SARS-CoV-2 engages replication and inflammasome activation through lipid remodeling via SREBPs

Abstract

Abstract SARS-CoV-2 and other ssRNA + viruses induce major cellular lipid rearrangements, exploiting the host's metabolic pathways to replicate. Sterol regulatory-element binding proteins (SREBPs) are a family of transcription factors that control lipid metabolism. SREBP1 is associated with the regulation of fatty acid metabolism, while SREBP2 controls cholesterol metabolism, and both isoforms are associated with lipid droplet (LD) biogenesis. SARS-CoV-2 infection has been shown to increase the expression and activation of SREBPs, but the impact of this pathway on the infection outcome is still poorly explored.

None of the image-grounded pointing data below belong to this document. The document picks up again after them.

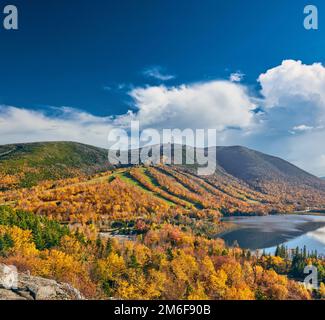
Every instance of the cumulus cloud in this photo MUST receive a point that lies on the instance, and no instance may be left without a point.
(291, 125)
(294, 99)
(237, 76)
(217, 104)
(157, 72)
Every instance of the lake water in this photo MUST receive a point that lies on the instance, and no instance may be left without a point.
(267, 232)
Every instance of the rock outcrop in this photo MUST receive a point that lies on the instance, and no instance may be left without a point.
(22, 286)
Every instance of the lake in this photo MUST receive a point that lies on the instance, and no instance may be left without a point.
(266, 232)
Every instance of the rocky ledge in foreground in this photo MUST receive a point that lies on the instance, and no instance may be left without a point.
(22, 286)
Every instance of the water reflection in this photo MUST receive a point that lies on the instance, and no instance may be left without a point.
(266, 233)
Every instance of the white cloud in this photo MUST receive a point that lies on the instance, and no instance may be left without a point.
(294, 98)
(293, 102)
(302, 128)
(237, 76)
(293, 81)
(157, 73)
(216, 104)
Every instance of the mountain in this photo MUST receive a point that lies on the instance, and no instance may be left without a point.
(25, 164)
(255, 168)
(243, 177)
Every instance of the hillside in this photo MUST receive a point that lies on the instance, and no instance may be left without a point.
(24, 165)
(244, 180)
(257, 168)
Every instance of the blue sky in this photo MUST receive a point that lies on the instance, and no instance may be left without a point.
(77, 65)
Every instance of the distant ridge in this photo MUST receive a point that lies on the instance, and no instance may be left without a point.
(237, 168)
(29, 163)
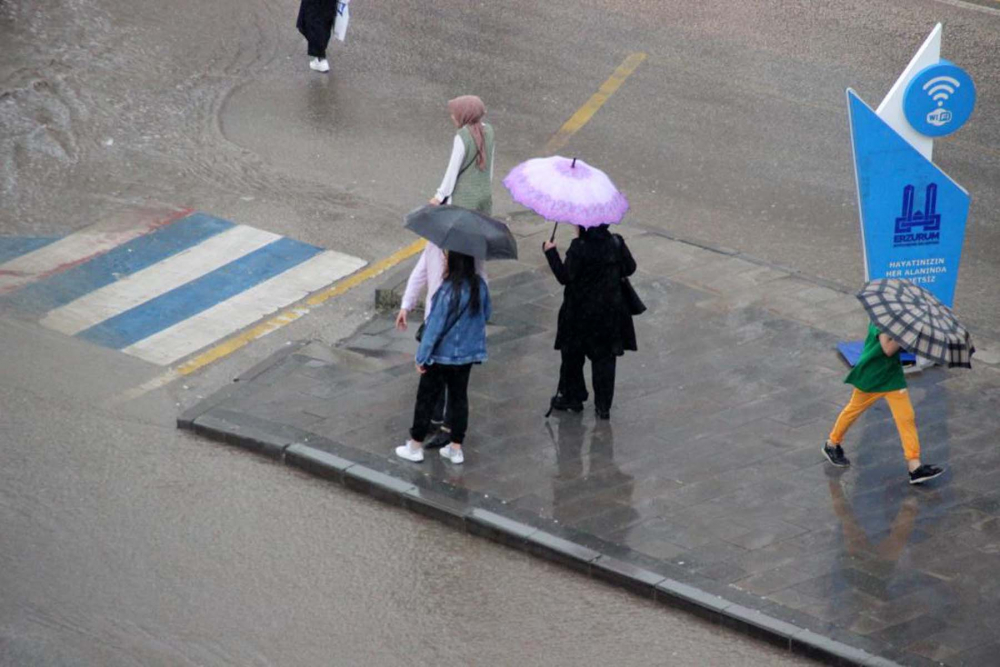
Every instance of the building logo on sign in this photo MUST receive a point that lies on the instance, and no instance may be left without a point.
(918, 227)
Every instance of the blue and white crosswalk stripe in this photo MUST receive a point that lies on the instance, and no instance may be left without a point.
(168, 289)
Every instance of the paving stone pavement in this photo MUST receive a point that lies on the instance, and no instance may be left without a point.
(709, 470)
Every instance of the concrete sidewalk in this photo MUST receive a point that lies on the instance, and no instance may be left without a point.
(707, 488)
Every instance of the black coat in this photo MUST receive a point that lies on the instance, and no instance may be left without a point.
(316, 19)
(593, 318)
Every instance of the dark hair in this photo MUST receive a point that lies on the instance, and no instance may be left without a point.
(462, 269)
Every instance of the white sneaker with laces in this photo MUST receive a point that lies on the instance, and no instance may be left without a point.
(452, 454)
(410, 452)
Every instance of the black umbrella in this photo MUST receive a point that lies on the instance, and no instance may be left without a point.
(462, 230)
(917, 321)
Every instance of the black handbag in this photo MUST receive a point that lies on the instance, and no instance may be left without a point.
(630, 297)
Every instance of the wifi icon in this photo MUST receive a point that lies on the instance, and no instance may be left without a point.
(940, 88)
(939, 99)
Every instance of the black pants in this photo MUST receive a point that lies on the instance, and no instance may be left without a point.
(432, 385)
(572, 385)
(315, 22)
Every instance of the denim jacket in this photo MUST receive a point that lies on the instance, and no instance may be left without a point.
(455, 342)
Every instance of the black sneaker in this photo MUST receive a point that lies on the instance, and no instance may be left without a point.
(835, 455)
(560, 402)
(925, 473)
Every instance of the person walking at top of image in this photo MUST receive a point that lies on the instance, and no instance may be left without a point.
(454, 339)
(468, 183)
(879, 374)
(594, 322)
(315, 22)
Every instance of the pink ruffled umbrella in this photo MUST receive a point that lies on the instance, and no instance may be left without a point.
(567, 190)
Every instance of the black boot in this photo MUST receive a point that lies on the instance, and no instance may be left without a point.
(560, 402)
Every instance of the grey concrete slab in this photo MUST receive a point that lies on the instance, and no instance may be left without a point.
(709, 470)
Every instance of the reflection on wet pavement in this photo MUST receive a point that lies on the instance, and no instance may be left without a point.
(710, 466)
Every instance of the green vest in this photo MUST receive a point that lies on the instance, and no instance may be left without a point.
(473, 188)
(875, 373)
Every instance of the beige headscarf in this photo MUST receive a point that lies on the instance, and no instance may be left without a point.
(469, 110)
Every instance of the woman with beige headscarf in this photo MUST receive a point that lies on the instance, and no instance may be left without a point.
(468, 182)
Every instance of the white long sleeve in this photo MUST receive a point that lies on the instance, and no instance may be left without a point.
(454, 165)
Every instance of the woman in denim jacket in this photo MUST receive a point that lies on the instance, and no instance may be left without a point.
(454, 339)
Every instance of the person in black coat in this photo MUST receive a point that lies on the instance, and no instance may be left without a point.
(594, 322)
(315, 22)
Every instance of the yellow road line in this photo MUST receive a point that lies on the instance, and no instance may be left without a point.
(596, 101)
(280, 320)
(293, 313)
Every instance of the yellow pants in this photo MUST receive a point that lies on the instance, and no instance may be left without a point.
(902, 413)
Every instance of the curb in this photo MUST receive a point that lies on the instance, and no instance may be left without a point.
(485, 517)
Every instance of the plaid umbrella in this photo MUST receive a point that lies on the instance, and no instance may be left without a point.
(917, 321)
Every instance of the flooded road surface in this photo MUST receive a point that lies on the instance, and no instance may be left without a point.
(126, 542)
(733, 131)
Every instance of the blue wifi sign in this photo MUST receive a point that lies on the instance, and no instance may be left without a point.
(939, 99)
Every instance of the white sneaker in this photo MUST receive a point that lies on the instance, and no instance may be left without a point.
(319, 65)
(452, 454)
(410, 452)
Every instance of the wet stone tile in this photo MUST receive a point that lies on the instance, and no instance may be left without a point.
(710, 470)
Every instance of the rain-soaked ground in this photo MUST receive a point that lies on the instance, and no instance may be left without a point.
(122, 542)
(126, 542)
(733, 131)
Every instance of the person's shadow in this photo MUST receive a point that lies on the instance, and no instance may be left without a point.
(320, 104)
(588, 479)
(886, 551)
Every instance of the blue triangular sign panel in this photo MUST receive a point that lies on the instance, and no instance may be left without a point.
(912, 213)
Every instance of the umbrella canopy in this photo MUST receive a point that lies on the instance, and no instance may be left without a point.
(567, 190)
(917, 321)
(462, 230)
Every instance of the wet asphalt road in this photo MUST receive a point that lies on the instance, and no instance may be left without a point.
(126, 542)
(123, 542)
(733, 132)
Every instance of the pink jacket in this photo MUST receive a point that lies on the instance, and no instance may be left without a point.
(429, 272)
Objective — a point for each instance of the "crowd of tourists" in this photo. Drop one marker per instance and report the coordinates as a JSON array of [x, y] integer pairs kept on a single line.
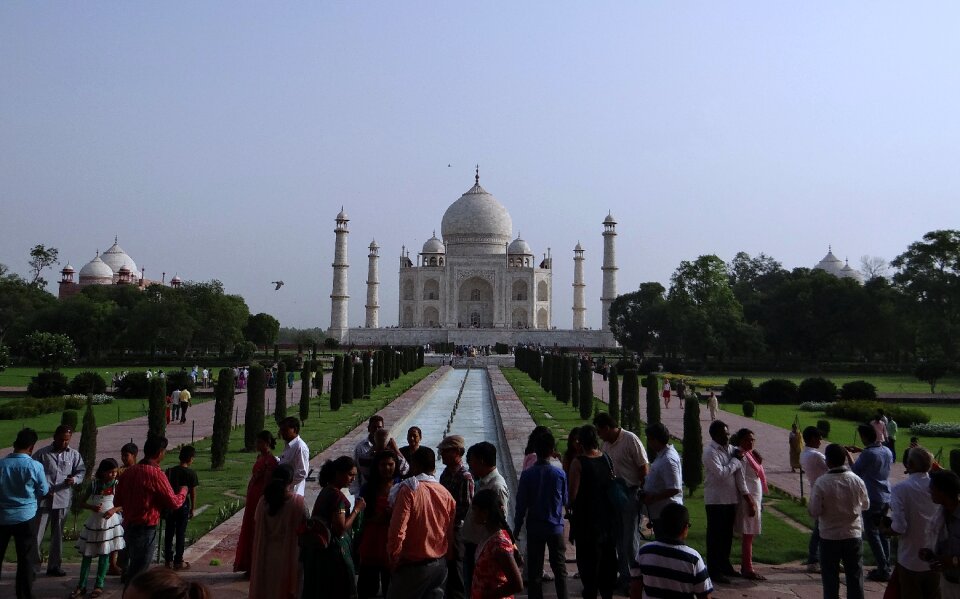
[[125, 501]]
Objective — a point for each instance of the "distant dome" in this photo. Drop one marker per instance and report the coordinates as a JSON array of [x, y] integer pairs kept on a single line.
[[519, 246], [116, 259], [96, 269], [830, 264], [433, 246], [477, 218], [849, 273]]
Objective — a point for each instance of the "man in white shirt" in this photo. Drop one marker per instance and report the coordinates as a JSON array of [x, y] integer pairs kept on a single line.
[[631, 464], [296, 454], [814, 465], [914, 517], [664, 482], [837, 501], [722, 489]]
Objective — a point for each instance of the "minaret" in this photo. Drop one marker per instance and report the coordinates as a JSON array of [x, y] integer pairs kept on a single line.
[[373, 287], [579, 308], [340, 295], [609, 270]]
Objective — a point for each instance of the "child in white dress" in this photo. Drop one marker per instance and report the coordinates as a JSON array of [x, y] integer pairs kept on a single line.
[[103, 532]]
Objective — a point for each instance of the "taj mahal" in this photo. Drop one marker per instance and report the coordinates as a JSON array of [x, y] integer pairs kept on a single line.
[[476, 284]]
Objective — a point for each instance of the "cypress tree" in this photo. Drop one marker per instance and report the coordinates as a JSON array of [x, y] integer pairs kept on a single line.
[[336, 383], [305, 392], [630, 416], [223, 410], [88, 438], [253, 415], [692, 460], [614, 382], [347, 393], [574, 381], [586, 392], [280, 409], [563, 380], [653, 399], [358, 380], [157, 408]]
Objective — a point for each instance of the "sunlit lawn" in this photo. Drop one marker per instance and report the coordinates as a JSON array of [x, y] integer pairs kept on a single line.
[[221, 491], [779, 543]]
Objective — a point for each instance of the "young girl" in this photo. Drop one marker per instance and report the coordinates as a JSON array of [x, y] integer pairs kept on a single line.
[[102, 533]]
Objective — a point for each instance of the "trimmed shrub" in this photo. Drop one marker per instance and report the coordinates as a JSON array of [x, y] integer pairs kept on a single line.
[[88, 382], [88, 439], [305, 393], [692, 459], [70, 418], [223, 410], [336, 383], [858, 390], [630, 413], [574, 381], [253, 416], [824, 427], [47, 383], [280, 409], [157, 408], [586, 393], [347, 384], [614, 393], [864, 411], [135, 385], [653, 398], [817, 389], [777, 392], [739, 391]]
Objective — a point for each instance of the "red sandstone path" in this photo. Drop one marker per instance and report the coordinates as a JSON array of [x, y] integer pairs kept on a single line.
[[786, 581]]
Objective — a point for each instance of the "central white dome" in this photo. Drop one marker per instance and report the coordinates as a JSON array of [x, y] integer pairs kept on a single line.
[[477, 218]]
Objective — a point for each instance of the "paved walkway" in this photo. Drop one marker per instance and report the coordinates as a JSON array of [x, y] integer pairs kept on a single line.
[[772, 441]]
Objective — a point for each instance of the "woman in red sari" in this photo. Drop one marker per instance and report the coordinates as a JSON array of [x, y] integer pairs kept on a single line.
[[262, 471]]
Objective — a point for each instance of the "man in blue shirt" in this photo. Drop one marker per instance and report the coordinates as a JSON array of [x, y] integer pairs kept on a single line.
[[541, 497], [873, 466], [22, 484]]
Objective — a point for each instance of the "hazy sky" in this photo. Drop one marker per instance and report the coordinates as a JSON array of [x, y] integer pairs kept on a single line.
[[219, 139]]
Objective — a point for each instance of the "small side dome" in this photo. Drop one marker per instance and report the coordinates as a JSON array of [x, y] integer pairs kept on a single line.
[[433, 246], [519, 247]]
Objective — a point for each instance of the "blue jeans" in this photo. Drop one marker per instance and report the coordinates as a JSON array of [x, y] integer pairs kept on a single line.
[[879, 545], [141, 545], [850, 552], [813, 550]]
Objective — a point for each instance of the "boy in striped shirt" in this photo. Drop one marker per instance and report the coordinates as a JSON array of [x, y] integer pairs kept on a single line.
[[668, 568]]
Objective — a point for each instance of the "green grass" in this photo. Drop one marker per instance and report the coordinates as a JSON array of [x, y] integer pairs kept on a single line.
[[119, 411], [885, 383], [844, 431], [222, 491], [779, 543]]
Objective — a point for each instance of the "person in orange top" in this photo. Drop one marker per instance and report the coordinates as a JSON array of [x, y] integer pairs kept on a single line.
[[421, 528], [143, 491]]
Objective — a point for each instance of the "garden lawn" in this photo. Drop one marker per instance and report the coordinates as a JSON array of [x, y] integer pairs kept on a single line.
[[779, 543], [885, 383], [221, 492], [118, 411], [845, 431]]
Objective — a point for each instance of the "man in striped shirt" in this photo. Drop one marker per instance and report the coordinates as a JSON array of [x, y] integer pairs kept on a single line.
[[667, 567]]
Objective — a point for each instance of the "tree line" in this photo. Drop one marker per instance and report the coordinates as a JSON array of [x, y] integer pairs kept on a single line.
[[752, 309]]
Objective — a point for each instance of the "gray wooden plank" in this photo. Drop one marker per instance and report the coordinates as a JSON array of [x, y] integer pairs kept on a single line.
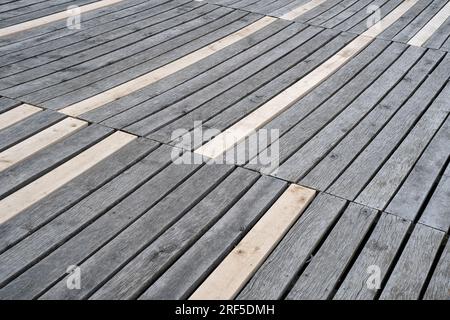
[[299, 132], [326, 268], [194, 77], [275, 275], [239, 93], [199, 37], [33, 55], [133, 238], [437, 212], [7, 104], [419, 22], [75, 191], [179, 281], [101, 205], [411, 196], [439, 286], [112, 49], [329, 168], [236, 104], [323, 92], [47, 159], [27, 127], [58, 29], [354, 178], [379, 251], [411, 271], [299, 163], [136, 106], [160, 115], [102, 265], [132, 279], [390, 176]]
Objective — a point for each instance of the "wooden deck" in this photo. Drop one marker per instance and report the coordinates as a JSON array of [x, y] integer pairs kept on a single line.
[[95, 121]]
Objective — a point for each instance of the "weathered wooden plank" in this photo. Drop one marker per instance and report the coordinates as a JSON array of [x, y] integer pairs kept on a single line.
[[75, 191], [43, 139], [379, 252], [410, 272], [145, 80], [354, 178], [102, 265], [230, 106], [329, 168], [206, 85], [112, 49], [17, 114], [46, 160], [439, 286], [100, 64], [27, 127], [299, 163], [288, 97], [45, 52], [38, 189], [411, 196], [54, 17], [420, 21], [427, 31], [437, 212], [291, 15], [140, 272], [326, 268], [390, 176], [111, 208], [188, 271], [7, 104], [240, 264], [280, 268]]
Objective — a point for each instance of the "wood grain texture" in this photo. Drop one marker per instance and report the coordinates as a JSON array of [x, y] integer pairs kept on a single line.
[[327, 266], [12, 116], [439, 286], [39, 141], [235, 270], [38, 189], [380, 251], [411, 271]]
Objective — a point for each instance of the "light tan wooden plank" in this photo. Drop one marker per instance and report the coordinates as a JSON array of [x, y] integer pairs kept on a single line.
[[162, 72], [291, 15], [427, 31], [21, 112], [38, 189], [289, 96], [236, 269], [54, 17], [39, 141]]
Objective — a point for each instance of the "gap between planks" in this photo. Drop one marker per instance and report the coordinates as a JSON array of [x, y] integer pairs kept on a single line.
[[39, 141], [236, 269], [21, 112], [40, 188], [54, 17], [162, 72], [291, 95]]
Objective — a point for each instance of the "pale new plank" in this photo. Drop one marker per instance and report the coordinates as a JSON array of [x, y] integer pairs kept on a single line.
[[54, 17], [39, 141], [12, 116], [236, 269], [162, 72], [427, 31], [38, 189], [289, 96], [291, 15]]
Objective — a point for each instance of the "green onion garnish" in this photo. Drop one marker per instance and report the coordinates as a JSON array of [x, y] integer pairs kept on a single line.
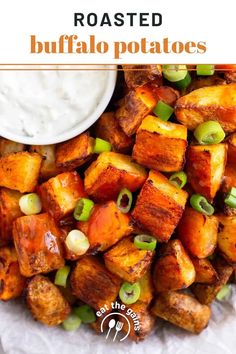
[[209, 132], [178, 179], [199, 203], [61, 276]]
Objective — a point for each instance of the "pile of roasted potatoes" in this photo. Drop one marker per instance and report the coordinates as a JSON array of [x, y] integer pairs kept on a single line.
[[140, 209]]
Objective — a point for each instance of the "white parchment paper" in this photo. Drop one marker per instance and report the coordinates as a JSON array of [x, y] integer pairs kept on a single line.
[[20, 334]]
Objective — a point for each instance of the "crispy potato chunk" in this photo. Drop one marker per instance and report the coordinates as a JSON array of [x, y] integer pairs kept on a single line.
[[205, 273], [153, 136], [46, 301], [198, 233], [111, 172], [60, 194], [205, 168], [206, 293], [173, 269], [107, 128], [182, 310], [208, 103], [20, 171], [37, 242], [75, 152], [11, 281], [9, 211], [159, 206], [92, 283], [227, 237], [106, 226], [127, 261]]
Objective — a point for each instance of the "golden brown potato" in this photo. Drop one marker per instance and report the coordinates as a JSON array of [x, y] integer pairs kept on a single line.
[[106, 226], [208, 103], [206, 293], [153, 136], [227, 237], [92, 283], [173, 269], [37, 242], [198, 233], [111, 172], [75, 152], [182, 310], [20, 171], [11, 281], [107, 128], [46, 301], [9, 211], [205, 273], [60, 194], [205, 168], [127, 261], [159, 206]]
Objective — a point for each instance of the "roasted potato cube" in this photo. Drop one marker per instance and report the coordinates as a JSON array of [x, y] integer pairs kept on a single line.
[[205, 168], [208, 103], [46, 302], [92, 283], [60, 194], [107, 128], [206, 293], [75, 152], [20, 171], [11, 281], [153, 136], [182, 310], [173, 269], [9, 211], [37, 242], [127, 261], [106, 226], [198, 233], [227, 237], [159, 206], [110, 173], [205, 273]]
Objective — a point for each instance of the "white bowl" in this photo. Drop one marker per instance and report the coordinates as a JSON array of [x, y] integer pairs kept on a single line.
[[80, 127]]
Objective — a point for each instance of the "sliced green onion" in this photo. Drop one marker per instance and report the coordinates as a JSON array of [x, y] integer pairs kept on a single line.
[[163, 110], [101, 145], [124, 200], [85, 313], [145, 242], [205, 69], [83, 209], [225, 291], [174, 73], [61, 276], [178, 179], [230, 199], [71, 323], [77, 242], [129, 293], [30, 204], [199, 203], [209, 132]]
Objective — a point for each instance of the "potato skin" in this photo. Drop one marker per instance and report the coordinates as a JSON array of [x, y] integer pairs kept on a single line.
[[12, 283], [198, 233], [182, 310], [208, 103], [106, 226], [14, 171], [173, 269], [46, 301]]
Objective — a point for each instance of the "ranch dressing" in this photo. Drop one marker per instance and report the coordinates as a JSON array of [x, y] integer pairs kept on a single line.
[[46, 103]]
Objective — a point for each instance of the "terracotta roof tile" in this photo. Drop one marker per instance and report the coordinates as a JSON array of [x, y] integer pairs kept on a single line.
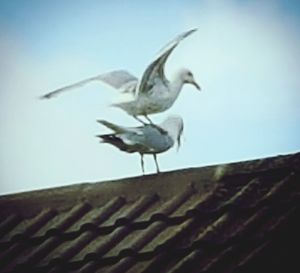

Here, we evaluated the effect of pharmacologic and molecular inhibition of SREBP1 and SREBP2 in a SARS-CoV-2-infected lung epithelial cell line (Calu-3). We showed that SARS-CoV-2 infection induced the expression and activation of SREBP1 and SREBP2, enzymes of lipid metabolism and LD accumulation. Partial inhibition of SARS-CoV-2 replication and cell death was observed with the genetic knockdown of SREBP1 or SREBP2, while combined SREBP1 and SREBP2 knockdown led to synergistic inhibition. Combined SREBP1 and SREBP2 knockdown inhibited DGAT-1 expression and abrogated SARS-CoV-2-triggered LD formation in Calu-3 cells. Moreover, blockage of LD biogenesis by DGAT1 siRNA inhibited SARS-CoV-2 replication and cell death. Pharmacological inhibition with the dual SREBP activation inhibitor fatostatin reduced virus replication, cell death and LD biogenesis. In addition, we demonstrated that SARS-CoV-2 induced cell death by pyroptosis, with activation of caspase-1, cleavage of gasdermin D1 and release of IL-1β and IL-18 depending on SREBP activation. Collectively, our findings help to elucidate that SREBPs are crucial host factors required for viral replication, LD biogenesis and inflammasome activation and indicate SREBP as a host target for the development of antiviral strategies.